Mas se pensarmos em todas as medidas restritivas ao longo dos últimos anos, 5,0% parece um bom percentual, não acham? E os índices das bolsas de valores que mencionamos acima? Tudo bem que eles cederam um pouco recentemente, mas ainda assim estão todos em um patamar bastante confortável (ver gráfico). O mesmo podemos dizer das curvas de juros que, claro, podem até não estar no nível mais baixo da história em alguns países, mas ainda assim estão em um nível menor do que estavam há dois anos. Ou seja, parece que há de fato um exagero (ou seria loucura?).

Agora, olhando apenas para o nosso próprio umbigo, ou melhor, para nosso Brasil varonil, a realidade da maioria dos indicadores macroeconômicos parece estar distante de todo o exagero e/ou loucura que mencionamos acima. Veja bem, caro leitor, nosso crescimento econômico vem surpreendendo positivamente a cada novo indicador. O IBC-br recentemente divulgado, com dados do mês de agosto, mostrou crescimento de 3,1% no ano (ver gráfico) e contribuiu para impulsionar um pouco as projeções de crescimento para o final deste ano.

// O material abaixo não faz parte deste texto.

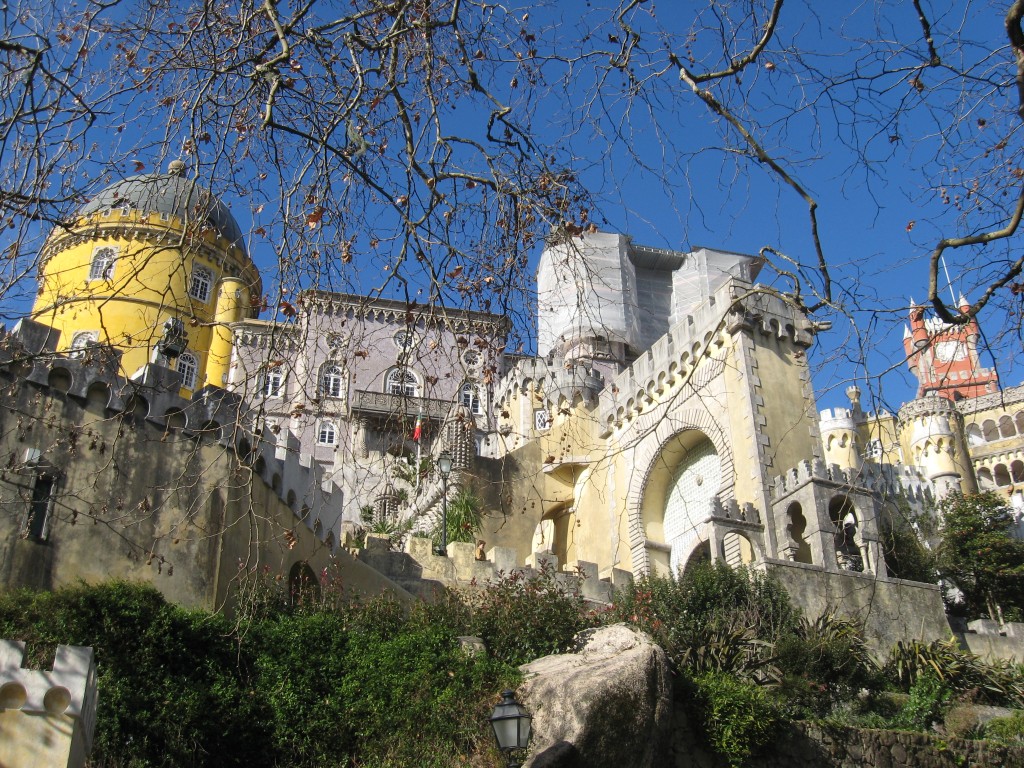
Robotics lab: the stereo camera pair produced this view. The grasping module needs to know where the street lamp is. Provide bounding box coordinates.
[437,451,452,557]
[490,690,534,768]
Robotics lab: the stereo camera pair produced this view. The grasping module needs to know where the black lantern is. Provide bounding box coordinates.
[437,451,452,556]
[490,690,534,768]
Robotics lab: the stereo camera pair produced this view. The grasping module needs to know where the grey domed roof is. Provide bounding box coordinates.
[78,164,246,253]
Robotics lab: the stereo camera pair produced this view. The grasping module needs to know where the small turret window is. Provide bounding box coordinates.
[321,364,344,397]
[89,246,118,281]
[316,421,338,445]
[384,368,420,397]
[188,266,213,303]
[263,371,285,397]
[69,331,98,357]
[461,381,483,416]
[177,352,199,389]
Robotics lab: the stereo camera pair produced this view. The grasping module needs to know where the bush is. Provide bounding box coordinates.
[467,567,592,667]
[891,672,953,731]
[0,580,518,768]
[982,712,1024,744]
[607,562,799,678]
[937,492,1024,622]
[775,613,882,717]
[691,672,781,766]
[0,582,268,766]
[885,639,1024,707]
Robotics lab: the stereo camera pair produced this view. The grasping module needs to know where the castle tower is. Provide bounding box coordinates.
[899,393,976,498]
[903,296,999,400]
[31,161,262,396]
[818,386,864,473]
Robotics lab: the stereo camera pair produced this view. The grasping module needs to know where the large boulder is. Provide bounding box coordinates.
[519,624,672,768]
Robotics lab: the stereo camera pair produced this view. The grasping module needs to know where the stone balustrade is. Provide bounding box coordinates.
[353,534,633,604]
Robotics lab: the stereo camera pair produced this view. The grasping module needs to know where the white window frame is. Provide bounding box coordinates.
[321,362,345,397]
[316,421,338,447]
[188,266,213,304]
[25,472,60,542]
[89,246,121,283]
[384,368,420,397]
[459,381,483,416]
[174,352,199,389]
[263,369,285,397]
[68,331,99,357]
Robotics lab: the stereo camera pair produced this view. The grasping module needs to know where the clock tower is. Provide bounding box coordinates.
[903,297,999,401]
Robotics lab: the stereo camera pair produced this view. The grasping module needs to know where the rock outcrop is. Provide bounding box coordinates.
[519,624,672,768]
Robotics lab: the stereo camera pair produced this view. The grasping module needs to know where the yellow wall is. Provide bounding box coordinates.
[31,210,261,396]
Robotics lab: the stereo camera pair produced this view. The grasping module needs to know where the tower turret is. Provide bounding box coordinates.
[31,161,262,395]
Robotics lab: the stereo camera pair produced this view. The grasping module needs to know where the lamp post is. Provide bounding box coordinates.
[437,451,452,557]
[490,690,534,768]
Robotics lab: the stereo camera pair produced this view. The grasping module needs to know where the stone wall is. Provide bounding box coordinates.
[745,723,1024,768]
[768,560,949,654]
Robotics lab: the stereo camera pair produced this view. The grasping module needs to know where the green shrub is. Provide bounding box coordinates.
[0,582,267,766]
[885,639,1024,707]
[0,580,518,768]
[467,567,592,667]
[775,613,883,717]
[891,672,953,731]
[606,562,799,677]
[982,711,1024,744]
[431,488,483,547]
[691,672,781,766]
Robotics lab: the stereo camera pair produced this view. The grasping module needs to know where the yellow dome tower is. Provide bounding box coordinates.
[31,161,262,396]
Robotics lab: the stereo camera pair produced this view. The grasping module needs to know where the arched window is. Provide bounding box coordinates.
[70,331,98,357]
[982,419,999,442]
[459,381,483,416]
[384,368,420,397]
[177,352,199,389]
[316,421,338,445]
[188,266,213,304]
[999,416,1017,438]
[89,246,118,280]
[321,364,345,397]
[263,370,285,397]
[994,464,1010,488]
[967,424,985,445]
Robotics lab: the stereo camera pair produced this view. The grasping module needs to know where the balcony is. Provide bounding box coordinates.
[352,389,452,421]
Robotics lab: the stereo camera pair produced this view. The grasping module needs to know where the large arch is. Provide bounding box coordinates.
[627,411,734,575]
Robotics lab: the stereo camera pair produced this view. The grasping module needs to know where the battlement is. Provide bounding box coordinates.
[599,278,814,431]
[899,394,961,424]
[495,357,604,408]
[354,534,633,604]
[0,640,96,752]
[0,319,342,541]
[772,460,934,502]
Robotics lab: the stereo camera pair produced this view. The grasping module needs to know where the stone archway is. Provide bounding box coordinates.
[634,429,725,575]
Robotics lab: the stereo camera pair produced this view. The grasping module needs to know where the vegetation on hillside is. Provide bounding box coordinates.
[0,548,1024,768]
[937,492,1024,622]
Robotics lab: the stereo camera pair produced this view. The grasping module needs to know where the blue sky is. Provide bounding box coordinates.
[0,0,1024,415]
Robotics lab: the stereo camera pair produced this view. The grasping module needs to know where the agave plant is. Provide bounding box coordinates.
[886,638,1024,707]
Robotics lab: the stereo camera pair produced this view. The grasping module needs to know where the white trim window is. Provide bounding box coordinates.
[321,362,345,397]
[25,473,57,542]
[89,246,119,281]
[68,331,99,357]
[263,370,285,397]
[459,381,483,416]
[384,368,420,397]
[175,352,199,389]
[188,266,213,304]
[316,421,338,445]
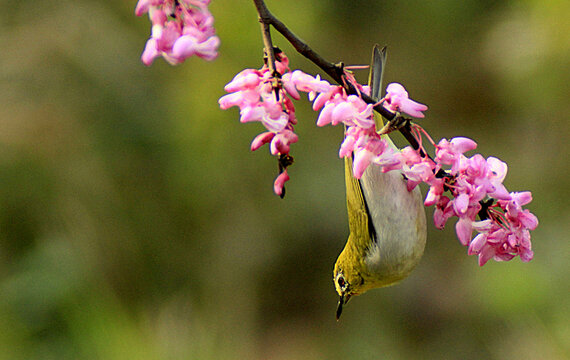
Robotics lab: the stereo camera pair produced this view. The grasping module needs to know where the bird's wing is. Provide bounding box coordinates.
[344,156,376,239]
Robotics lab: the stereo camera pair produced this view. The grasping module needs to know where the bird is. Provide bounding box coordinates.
[333,45,427,321]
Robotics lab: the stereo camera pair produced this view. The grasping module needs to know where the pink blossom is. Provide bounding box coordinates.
[435,137,477,174]
[273,170,289,196]
[135,0,220,66]
[218,53,331,196]
[383,83,427,118]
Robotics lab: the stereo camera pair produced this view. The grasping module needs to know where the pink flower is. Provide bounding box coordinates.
[273,170,289,197]
[218,53,331,196]
[435,137,477,174]
[383,83,427,118]
[135,0,220,66]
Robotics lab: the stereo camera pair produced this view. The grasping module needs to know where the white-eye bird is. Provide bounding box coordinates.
[333,45,426,320]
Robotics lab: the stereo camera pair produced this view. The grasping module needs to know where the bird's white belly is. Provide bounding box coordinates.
[360,165,426,278]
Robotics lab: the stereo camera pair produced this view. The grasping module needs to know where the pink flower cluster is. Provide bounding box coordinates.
[313,83,538,266]
[135,0,220,66]
[392,137,538,266]
[313,82,427,178]
[218,53,330,196]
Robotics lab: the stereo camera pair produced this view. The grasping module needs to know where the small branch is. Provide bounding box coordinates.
[254,1,277,76]
[253,0,423,155]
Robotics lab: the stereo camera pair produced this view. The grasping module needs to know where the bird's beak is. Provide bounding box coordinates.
[336,293,350,321]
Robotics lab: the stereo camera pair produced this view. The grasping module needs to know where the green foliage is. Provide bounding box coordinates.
[0,0,570,360]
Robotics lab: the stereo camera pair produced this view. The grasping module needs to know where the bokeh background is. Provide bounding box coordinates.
[0,0,570,360]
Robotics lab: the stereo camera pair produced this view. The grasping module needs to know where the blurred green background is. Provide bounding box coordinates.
[0,0,570,359]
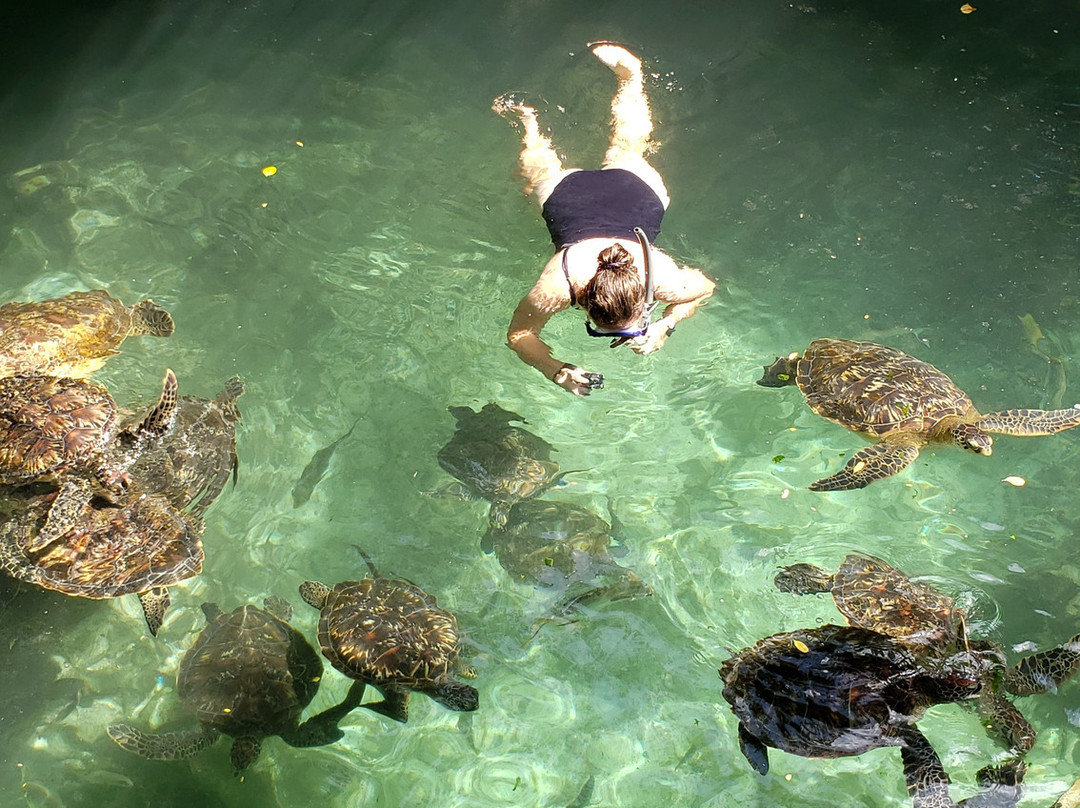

Lembrando que no início do ano, a pesquisa Focus do Banco Central – que reúne as projeções dos economistas – apontava para um mísero crescimento de 1,5%. Hoje, as estimativas estão acima de 3,0%. Vale destacar que até o FMI revisou o crescimento brasileiro para 3,5% em relatório divulgado nesta semana. É a resiliência da economia brasileira falando mais alto.

Além disso, nossa inflação cedeu. Embora os dados mais recentes mostrem uma evolução menos positiva, temos que concordar que estamos falando hoje de uma inflação abaixo da que observávamos há um ano, por exemplo. Hoje, o IPCA acumulado em 12 meses está rodando na casa de 4,50% enquanto no início de 2023 estava ao redor de 5,80%. Nossa taxa de juros idem. Embora tenha voltado a subir na última reunião do Copom, nossa taxa básica de juros hoje está em 10,75% a.a. ante 13,50% a.a. quando chegou ao pico de alta em 2023. Em resumo, estamos crescendo mais, com inflação e juros mais baixos. Mas então por que os ativos não refletem essa melhora macroeconômica?

Difícil dizer. Sabemos que o mercado ajusta as expectativas e hoje temos algumas questões que ainda não estão bem resolvidas – eleições americanas, Guerra no Oriente Médio e cenário fiscal no Brasil. Ou seja, as expectativas estão pouco ancoradas por conta de temas que permeiam a incerteza, e incerteza gera volatilidade e aversão ao risco. De fato, só saberemos mais adiante se tudo não passou de um exagero, loucura ou se a realidade deveria ter prevalecido como verdade absoluta.